The aforementioned NBER research also indicates that 40% of user interactions with Chatbots are starting to move toward "Doing." When users discover AI can do more and more things, they tend to explore more of its uses. Therefore, one evolutionary direction for Chatbots is "Doing." This means Chatbots need to develop Agent capabilities, such as multi-step execution, tool calling, background operation, memory, goal orientation, etc.
But the paradox is, once it develops these capabilities, it is no longer a pure Chatbot. And a harsher reality is that not all Chatbots can complete this transformation, as it requires simultaneous upgrades in underlying models, Agent architecture, ecosystem integration, and other capabilities.
A more distant imagination is that the future of AI might not even need a standalone native App.

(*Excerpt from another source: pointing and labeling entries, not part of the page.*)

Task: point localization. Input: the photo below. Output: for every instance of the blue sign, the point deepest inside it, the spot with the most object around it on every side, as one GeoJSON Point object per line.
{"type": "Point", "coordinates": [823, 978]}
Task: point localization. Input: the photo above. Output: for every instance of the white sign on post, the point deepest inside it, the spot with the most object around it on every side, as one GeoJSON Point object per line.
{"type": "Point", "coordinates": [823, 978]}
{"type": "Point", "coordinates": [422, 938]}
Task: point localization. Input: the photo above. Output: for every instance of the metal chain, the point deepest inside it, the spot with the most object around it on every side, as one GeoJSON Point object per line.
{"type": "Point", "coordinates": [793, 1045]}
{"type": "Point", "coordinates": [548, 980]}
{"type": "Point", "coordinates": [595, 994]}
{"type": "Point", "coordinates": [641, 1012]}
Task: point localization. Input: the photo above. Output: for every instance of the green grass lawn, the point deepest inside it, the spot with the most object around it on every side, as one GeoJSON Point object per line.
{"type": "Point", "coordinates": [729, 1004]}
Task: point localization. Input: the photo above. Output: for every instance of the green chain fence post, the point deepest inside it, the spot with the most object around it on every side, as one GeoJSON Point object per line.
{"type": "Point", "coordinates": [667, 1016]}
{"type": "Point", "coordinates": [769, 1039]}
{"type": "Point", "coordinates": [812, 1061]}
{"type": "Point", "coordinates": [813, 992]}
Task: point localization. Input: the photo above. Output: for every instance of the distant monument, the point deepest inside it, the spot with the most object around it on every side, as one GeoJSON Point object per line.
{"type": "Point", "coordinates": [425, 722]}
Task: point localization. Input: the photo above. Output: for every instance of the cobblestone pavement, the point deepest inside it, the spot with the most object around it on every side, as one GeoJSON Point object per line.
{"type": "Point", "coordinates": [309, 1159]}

For example, AI will embed into existing Apps. The integration path of OpenClaw already hints at this. Its interface is WeChat, WhatsApp, etc., which people use daily. Users send messages to the Agent within these apps just like they would to colleagues.
Or, AI will embed into operating systems. For instance, the personal intelligence system Apple Intelligence launched by Apple in April this year for iPhone, iPad, and Mac. AI might even embed into hardware. Just last September, Meta released the Ray-Ban Display AI glasses with a screen, where users don't need to open an App or use a phone.
The industry once thought only native AI applications were the future. But when AI starts embedding into social Apps, OS, and various hardware, more possibilities emerge for how AI truly lands.
In the AI era, if you still hold the "old map," you won't find the "New Continent." Only by updating the map can you possibly find a truly valuable continent.